Introduce non-web media surfaces (image, video, audio) as first-class project kinds. The unifying contract is "skill workflow + project metadata tell the agent WHAT to make; one shell command — od media generate — is HOW bytes are produced", so any code-agent CLI with shell access can drive it without bespoke tools. - Frontend: New Project panel gains Image/Video/Audio tabs with model picker, aspect/length/duration controls, and audio kind/voice selection. Examples and Design Systems tabs gain layered sections. FileViewer renders the generated image/video/audio files. - Shared registry: src/media/models.ts is the single source of truth for image/video/audio model IDs, aspects, and defaults — consumed by the picker AND the daemon dispatcher. - Prompts: media-contract.ts is pinned LAST in the system prompt for media surfaces so its hard rules (call od media generate, don't emit binary in <artifact>, allowed model IDs) win over softer earlier wording. - Daemon: new media.js dispatcher + media-models.js JSON view of the registry; cli.js gets the `od media generate` subcommand wired up via server.js / projects.js so the daemon writes files back into the project dir. - Skills: audio-jingle, image-poster, video-shortform seed examples for the three surfaces. Made-with: Cursor

Bring in the parallel media-surfaces branch from PR #12. Tree is already identical to HEAD (same od media generate work landed independently), so this is a history-only merge to consolidate the two branches.

chatgpt-codex-connector

💡 Codex Review

Here are some automated review suggestions for this pull request.
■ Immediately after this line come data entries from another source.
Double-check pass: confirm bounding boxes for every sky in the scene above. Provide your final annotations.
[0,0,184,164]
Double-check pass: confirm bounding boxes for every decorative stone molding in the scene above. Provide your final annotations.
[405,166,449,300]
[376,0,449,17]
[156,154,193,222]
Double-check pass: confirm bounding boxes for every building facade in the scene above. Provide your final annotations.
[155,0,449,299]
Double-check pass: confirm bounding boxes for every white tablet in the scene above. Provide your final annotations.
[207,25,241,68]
Reviewed commit: 976a6eadf2

ℹ️ About Codex in GitHub

Codex has been enabled to automatically review pull requests in this repo. Reviews are triggered when you

Open a pull request for review
Mark a draft as ready
Comment "@codex review".

If Codex has suggestions, it will comment; otherwise it will react with 👍.

When you sign up for Codex through ChatGPT, Codex can also answer questions or update the PR, like "@codex address that feedback".

lefarcen

Review summary (COMMENT — not approving)

Headline: PR #11 and PR #12 are byte-identical duplicates. I ran diff <(gh pr diff 11) <(gh pr diff 12) — same 3747-line diff, same 28 files, same +2902/-78. Both branches (cursor/289994c1, cursor/47ca13ab) are Cursor worktrees from @pftom, opened ~14 seconds apart. The only meaningful difference is metadata: PR #11 has the richer description (composition diagram, architecture explanation, hyperframes-composition note), and its head is more recent — its last commit 8719c082 (Apr 28 14:46Z) merges PR #12's branch into this one to consolidate. Recommendation: land #11 (or close both and rebase a single fresh PR), close #12 as duplicate. No issue is linked; please add one (or note that the work follows the implicit non-web-surfaces direction).
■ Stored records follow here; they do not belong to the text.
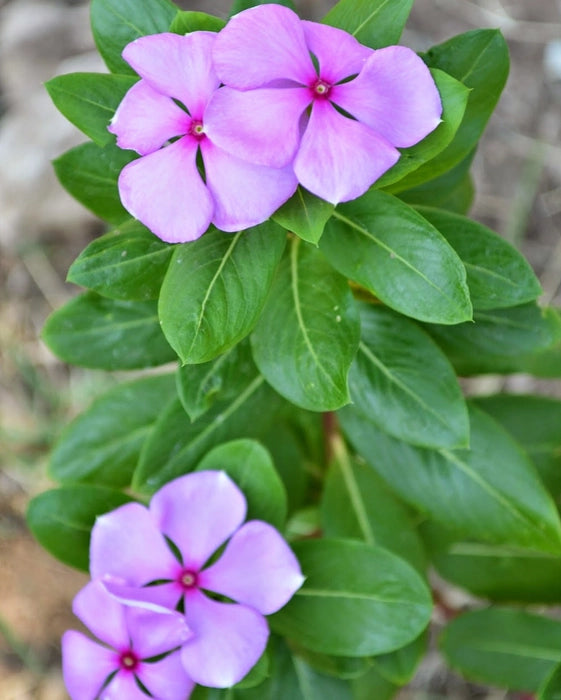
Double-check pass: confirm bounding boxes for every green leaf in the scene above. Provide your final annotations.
[133,376,277,493]
[90,0,177,73]
[26,484,132,571]
[440,608,561,691]
[45,73,138,146]
[425,303,561,376]
[399,29,509,189]
[53,143,138,224]
[67,219,173,301]
[42,292,177,370]
[374,68,469,192]
[475,394,561,501]
[272,187,335,245]
[339,406,561,555]
[269,539,432,656]
[49,374,175,488]
[349,304,469,447]
[322,0,413,49]
[251,238,360,411]
[417,207,542,310]
[321,453,426,573]
[320,190,471,324]
[196,439,287,530]
[159,222,286,364]
[169,10,226,34]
Test plan: every checkbox in this PR's description is [ ] unchecked — including pnpm typecheck / pnpm build / smoke test. PR #12 reports those green ([x]). Worth either copying #12's test results across or actually re-running before merge so reviewers can see green on the chosen PR.

Core architecture is sound. The media/models.ts ↔ daemon/media-models.js registry, the media-contract.ts pinned-last-prompt, the od media generate dispatcher, and the OD_BIN/OD_PROJECT_ID env injection compose cleanly. Stub providers emit valid byte signatures (PNG, mp4 ftyp, mp3 frame, RIFF WAV) so the round-trip is testable without API keys.
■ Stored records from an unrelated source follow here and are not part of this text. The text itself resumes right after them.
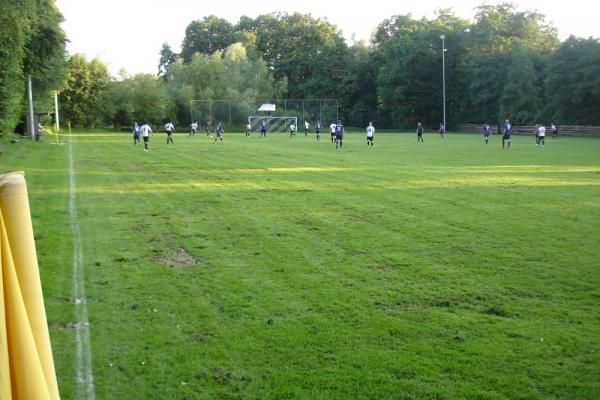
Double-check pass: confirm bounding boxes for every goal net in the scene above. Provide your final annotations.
[248,115,298,132]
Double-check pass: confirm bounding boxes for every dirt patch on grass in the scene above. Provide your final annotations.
[154,247,200,268]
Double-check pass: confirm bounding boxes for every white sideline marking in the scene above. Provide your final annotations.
[68,138,94,400]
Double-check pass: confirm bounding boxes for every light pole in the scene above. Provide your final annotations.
[440,34,446,133]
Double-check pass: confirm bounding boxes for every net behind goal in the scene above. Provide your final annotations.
[248,116,298,132]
Top concerns (inline below): (1) hand-mirrored registry has no enforcement that JS/TS stay in sync — the comment promises 'tests in verify' but I see none in the diff; (2) POST /api/projects/:id/media/generate has no auth/rate-limit and accepts an agent-supplied output filename (sanitized but unbounded re-writes); (3) the env-injection only covers the spawn path — confirm no other agent-spawn site is missed; (4) the contract's stub-provider disclaimer can mislead users into thinking they got real bytes; (5) prompt-side metadata duplicates the contract's 'no ' rule three times; (6) i18n is bilingual-complete (good).

lefarcen

Small correction to my earlier review.

I claimed this PR's body is richer than #12's — that's backwards. #12's description is the more detailed one (ASCII architecture diagram, file-by-file breakdown of frontend / daemon / skills sections, explicit composition note about the upcoming hyperframes worktree). This PR's body is the shorter "skill workflow + project metadata tells the agent WHAT, od media generate is HOW" framing plus a provider-stub disclaimer.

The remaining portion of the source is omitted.